Мать уже беспокоилась: как бы они ни стремились забыть о времени, бесконечно кивая и подсказывая друг другу нужные слова, время о них забывать не хотело - минуты текли, следовало поторопиться, и у дверей их стремительный разговор - невесть о чем, собственно говоря, - оборвался и перешел в междометия - возьми ключи… паспорт не забыл?.. куртка… плащ… пальто…
Таксисту отец первым делом объявил, что они провожают сына, и всю дорогу они обсуждали его в третьем лице, что Ивачеву не нравилось. Таксист поглядывал на него в зеркальце с усмешкой, словно знал о нем что-то такое, чего даже сам Ивачев о себе не знал. Ему было лет пятьдесят, и у него было шесть человек детей - он сам сказал.
- А мой недавно женился, - со знанием дела толковал таксисту отец, развалившись на переднем сиденье. - Скоро будут внуки!
Из-под шляпы торчали седые косички. Мать вдруг протянула руку и поправила их.
- Тебе стричься пора, - сказала она.
- Подожди, - отмахнулся отец. - Что, будут? - спросил он, поворачиваясь к Ивачеву. - А? Будут?
- Будут, будут, - буркнул Ивачев и отвернулся к окну.

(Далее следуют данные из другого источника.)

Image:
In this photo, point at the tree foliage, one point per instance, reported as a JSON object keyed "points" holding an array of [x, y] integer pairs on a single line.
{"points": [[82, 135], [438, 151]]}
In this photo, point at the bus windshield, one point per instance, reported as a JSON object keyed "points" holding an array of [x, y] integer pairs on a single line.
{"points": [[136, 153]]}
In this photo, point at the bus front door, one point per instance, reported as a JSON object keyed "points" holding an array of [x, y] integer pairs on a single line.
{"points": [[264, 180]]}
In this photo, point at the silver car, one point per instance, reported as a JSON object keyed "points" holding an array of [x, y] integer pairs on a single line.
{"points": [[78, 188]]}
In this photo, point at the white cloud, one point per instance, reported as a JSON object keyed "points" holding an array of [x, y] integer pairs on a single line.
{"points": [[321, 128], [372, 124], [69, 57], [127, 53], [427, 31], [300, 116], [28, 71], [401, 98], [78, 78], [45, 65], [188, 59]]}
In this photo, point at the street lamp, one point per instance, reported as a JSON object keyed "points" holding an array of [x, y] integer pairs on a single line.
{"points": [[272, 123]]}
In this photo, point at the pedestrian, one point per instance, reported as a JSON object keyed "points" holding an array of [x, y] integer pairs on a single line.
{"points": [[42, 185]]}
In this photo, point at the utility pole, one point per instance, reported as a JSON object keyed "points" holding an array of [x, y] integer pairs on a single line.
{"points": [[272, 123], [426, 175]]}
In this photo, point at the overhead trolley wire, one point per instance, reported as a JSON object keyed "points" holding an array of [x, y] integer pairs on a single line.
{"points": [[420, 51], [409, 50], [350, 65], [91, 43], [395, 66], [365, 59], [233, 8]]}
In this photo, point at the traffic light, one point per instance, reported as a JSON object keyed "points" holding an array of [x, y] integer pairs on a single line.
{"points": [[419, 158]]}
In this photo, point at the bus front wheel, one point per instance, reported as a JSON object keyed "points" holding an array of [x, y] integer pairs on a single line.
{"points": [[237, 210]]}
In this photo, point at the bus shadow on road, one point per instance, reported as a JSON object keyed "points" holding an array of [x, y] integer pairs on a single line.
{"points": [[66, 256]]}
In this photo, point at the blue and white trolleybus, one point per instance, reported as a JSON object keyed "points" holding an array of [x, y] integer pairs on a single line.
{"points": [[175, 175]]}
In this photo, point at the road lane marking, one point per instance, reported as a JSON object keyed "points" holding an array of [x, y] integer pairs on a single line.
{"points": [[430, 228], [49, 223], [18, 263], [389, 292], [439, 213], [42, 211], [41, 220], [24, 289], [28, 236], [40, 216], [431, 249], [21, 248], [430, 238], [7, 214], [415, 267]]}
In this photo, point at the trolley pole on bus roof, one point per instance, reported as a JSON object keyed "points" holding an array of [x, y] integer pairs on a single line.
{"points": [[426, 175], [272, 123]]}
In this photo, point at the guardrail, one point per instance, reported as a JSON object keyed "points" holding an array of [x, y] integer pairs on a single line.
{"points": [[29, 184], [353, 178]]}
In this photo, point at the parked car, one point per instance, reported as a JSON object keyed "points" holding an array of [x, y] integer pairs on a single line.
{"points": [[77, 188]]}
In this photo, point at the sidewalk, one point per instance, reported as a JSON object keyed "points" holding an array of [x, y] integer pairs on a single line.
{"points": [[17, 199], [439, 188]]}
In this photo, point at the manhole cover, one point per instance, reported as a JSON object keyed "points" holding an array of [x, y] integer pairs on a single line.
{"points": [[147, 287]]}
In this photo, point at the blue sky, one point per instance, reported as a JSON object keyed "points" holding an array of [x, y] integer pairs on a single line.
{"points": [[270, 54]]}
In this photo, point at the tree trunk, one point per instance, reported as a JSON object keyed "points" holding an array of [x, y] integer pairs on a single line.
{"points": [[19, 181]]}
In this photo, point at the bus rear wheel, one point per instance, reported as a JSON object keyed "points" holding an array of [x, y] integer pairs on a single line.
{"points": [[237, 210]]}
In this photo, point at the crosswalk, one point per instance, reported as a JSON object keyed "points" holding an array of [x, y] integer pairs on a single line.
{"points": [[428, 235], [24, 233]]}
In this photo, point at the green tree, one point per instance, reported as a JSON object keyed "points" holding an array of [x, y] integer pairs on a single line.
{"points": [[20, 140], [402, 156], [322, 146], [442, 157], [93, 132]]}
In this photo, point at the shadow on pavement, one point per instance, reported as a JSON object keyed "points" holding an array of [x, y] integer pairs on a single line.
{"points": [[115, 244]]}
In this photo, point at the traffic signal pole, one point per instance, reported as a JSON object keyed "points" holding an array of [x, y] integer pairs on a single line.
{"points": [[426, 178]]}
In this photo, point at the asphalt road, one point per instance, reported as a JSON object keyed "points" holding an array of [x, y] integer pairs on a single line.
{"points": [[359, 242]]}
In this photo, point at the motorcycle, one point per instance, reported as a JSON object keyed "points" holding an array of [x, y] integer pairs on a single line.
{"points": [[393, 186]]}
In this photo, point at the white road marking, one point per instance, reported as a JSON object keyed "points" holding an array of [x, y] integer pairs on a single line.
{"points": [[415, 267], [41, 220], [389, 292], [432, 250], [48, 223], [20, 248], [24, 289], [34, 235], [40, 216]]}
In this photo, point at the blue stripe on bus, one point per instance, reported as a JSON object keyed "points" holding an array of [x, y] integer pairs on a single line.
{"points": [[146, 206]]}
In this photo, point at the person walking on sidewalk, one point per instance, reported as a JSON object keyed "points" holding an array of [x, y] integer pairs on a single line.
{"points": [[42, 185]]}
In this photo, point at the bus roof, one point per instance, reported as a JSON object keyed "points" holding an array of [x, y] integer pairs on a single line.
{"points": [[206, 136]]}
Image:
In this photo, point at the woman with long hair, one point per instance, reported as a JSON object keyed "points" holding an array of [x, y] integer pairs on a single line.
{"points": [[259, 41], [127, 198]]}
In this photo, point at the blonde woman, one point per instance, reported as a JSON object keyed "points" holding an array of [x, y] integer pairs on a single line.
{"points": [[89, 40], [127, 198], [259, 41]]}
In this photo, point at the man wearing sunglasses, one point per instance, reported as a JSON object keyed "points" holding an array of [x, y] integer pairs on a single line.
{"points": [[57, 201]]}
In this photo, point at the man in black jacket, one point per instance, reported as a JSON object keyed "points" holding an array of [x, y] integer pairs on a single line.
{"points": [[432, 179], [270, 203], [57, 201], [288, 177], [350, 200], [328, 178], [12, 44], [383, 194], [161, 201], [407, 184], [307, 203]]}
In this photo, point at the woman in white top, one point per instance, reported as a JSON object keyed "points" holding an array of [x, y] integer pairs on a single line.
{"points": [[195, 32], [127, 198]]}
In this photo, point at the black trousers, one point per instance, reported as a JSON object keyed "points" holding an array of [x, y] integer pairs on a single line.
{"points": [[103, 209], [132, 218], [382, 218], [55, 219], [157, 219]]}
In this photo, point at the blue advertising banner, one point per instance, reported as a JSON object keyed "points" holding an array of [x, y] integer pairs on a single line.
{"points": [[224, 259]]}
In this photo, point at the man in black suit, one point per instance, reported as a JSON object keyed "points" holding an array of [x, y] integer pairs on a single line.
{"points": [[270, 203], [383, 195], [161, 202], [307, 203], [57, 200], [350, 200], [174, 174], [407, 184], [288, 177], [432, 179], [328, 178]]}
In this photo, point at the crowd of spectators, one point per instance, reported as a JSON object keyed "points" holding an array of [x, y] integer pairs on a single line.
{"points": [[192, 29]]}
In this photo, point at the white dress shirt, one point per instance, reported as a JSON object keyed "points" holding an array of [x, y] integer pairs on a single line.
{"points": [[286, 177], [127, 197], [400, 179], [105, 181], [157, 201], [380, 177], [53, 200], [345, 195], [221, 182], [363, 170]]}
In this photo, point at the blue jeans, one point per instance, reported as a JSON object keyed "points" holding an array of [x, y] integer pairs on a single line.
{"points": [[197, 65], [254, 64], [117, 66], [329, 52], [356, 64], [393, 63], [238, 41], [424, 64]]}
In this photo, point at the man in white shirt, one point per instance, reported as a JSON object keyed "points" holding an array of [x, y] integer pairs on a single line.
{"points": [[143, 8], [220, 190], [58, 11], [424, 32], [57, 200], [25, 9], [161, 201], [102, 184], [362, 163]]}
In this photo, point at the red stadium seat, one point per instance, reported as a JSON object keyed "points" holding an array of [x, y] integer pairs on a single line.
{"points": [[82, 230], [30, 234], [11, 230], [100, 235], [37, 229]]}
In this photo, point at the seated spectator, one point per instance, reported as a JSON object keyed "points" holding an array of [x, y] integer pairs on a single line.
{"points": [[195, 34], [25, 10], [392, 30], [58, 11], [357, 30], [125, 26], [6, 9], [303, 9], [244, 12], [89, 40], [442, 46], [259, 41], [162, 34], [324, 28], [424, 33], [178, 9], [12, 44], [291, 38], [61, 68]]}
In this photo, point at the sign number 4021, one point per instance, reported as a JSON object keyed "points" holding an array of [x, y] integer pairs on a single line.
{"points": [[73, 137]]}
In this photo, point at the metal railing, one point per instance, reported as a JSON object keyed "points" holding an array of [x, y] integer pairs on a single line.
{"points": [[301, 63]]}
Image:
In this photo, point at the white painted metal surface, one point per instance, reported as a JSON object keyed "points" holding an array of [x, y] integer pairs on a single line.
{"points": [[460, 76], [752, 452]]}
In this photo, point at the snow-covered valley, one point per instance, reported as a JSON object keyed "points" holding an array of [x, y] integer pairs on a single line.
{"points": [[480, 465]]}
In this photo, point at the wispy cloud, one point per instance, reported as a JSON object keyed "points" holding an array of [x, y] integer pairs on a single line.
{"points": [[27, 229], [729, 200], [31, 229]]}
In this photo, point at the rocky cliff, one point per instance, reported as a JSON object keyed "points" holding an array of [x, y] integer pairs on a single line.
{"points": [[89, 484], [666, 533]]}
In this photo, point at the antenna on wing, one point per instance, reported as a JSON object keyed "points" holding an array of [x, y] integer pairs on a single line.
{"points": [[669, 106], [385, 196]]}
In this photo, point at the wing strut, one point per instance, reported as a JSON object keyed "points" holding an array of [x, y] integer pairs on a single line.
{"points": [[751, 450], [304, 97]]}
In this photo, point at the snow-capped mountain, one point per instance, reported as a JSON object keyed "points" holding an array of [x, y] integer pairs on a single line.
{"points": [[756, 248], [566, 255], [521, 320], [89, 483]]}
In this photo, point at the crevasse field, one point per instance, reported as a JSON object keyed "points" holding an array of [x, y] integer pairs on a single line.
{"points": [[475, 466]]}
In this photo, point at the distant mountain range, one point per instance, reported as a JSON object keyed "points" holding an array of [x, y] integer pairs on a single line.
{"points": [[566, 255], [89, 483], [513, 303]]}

- Отстань от ребенка, - недовольно сказала мать.
Отец замолчал.
Неожиданно брызнул с почти ясного неба невесть откуда взявшийся минутный дождь. Капли громко хлопали по листьям чинар, оставляя на них круглые следы, похожие на пуговицы, падали на асфальт и разбивались вдребезги или, если везло, мгновенно раскатывались в разные стороны пыльными шариками, словно дробью. Они пересекли площадь, над которой витал тревожный запах мокрой пыли. Площадь была закрапана так, словно кто-то кинул с неба пару лопат гороха. Солнце клонилось к выгорелым холмам. Вокруг солнца стоял бледный сиреневый ореол - это было солнце поздней осени. Влажные листья чинар скреблись под порывом легкого ветерка, трепыхались на своих черенках. Те, что срывались, начинали растерянно кружиться, а потом падали на пыльную щетину сухой травы.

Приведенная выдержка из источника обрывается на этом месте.